Universal Life and Indexed Universal Life insurance can be designed as a flexible, low premium insurance policy that offers the option to provide permanent death benefits and cash value growth potential for the Mortgage Protection market.

These can be designed primarily for the mortgage protection market, UL/IUL can provide at least 20 years of coverage by paying the minimum premium, based on current illustration assumptions. It can also serve as an alternative to term products and has applications for the personal and business markets where there is a need for a fixed or indexed universal life product.

UL/IUL’s can be accompanied with a comprehensive rider portfolio including no additional cost accelerated benefits riders which provide money in the event of a terminal, chronic, or critical illness.

These riders are generally provided at no cost in the mortgage protection market and are perfect for clients concerned with unknown changing health down the road. (Payment of accelerated benefits will reduce cash value and death benefit. Benefits are not mutually exclusive. Using one benefit may reduce or eliminate another.)

“As an alternative to term life insurance in the mortgage protection market UL and IUL can be designed to provide high death benefit protection with a low out of pocket premium cost to your clients.
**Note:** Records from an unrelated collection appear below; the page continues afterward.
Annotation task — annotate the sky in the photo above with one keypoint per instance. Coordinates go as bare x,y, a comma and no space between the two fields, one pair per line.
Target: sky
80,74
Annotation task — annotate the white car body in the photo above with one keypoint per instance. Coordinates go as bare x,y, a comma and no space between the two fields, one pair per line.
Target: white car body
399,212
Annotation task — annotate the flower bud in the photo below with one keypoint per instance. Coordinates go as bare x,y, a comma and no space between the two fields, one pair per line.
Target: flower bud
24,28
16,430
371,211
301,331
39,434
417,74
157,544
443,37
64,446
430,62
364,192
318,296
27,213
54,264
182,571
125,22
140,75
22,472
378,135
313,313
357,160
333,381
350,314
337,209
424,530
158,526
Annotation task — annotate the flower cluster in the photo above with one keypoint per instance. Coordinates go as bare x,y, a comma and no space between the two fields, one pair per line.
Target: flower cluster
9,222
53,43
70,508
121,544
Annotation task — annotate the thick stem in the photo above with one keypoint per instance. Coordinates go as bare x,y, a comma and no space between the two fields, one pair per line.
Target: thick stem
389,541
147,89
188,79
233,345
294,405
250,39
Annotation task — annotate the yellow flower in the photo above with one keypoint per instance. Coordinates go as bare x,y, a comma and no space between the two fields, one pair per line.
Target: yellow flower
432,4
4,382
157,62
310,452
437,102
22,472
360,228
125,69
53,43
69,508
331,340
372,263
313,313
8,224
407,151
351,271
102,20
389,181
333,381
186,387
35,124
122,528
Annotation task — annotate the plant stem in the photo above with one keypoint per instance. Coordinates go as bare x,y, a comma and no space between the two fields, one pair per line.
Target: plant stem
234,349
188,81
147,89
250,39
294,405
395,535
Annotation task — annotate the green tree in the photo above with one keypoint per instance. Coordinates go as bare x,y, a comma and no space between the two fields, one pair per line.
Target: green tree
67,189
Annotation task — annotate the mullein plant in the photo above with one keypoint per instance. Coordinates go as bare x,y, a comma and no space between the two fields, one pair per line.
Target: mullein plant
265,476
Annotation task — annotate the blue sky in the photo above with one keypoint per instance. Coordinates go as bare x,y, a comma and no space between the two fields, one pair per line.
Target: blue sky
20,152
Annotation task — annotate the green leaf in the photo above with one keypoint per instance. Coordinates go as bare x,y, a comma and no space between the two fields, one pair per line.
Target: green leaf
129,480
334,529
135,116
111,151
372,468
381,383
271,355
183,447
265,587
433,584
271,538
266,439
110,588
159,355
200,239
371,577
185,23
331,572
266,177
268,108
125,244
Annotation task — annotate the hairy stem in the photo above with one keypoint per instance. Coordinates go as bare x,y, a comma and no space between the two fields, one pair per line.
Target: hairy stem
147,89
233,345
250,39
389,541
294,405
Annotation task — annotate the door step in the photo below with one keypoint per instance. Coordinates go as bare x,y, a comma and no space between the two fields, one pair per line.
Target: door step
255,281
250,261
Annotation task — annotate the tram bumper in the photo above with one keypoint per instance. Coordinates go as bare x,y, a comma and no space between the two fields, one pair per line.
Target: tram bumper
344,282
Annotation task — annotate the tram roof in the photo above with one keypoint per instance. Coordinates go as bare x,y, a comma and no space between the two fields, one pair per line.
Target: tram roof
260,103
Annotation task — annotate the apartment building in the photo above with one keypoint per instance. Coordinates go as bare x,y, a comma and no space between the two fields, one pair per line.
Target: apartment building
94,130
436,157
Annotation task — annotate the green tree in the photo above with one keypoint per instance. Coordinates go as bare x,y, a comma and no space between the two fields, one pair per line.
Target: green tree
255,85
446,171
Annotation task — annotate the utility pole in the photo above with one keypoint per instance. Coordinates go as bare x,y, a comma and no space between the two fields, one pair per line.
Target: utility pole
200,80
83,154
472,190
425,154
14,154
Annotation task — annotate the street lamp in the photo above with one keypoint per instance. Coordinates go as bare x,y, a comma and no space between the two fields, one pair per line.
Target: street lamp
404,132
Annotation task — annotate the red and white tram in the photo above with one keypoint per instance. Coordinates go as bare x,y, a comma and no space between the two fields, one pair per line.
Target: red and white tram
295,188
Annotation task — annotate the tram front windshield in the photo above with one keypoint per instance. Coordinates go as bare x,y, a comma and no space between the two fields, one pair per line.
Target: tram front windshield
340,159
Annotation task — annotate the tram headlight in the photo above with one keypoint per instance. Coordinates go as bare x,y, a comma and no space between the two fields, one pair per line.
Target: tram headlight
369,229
With these two products comes flexibility.

Depending on the company and product premium and death benefit can be modified so as your clients’ needs change, their policy can too without having to apply for another policy in the future," says Patrick “The Skipper” Pegram, chief market strategist and senior partner at Legacy.

Additionally, Pegram states, “As one of the greatest unknows is our future health, UL and IUL can be a life saver when after 20 or 30 years our health may prevent us from qualifying for a life insurance policy. Having the flexibility to increase the death benefit and cash value is a perfect solution.”

Lastly, using UL/IUL for Mortgage Protection is an excellent solution for those clients looking for return-of-premium plans. In most cases, folks that are close to or over the age of 50, the cost for ROP term policy is cost prohibitive. The cash value accumulation in a universal life insurance policy while provide your client with available cash along the way that can be used as a partial ROP when the policy goal has been met.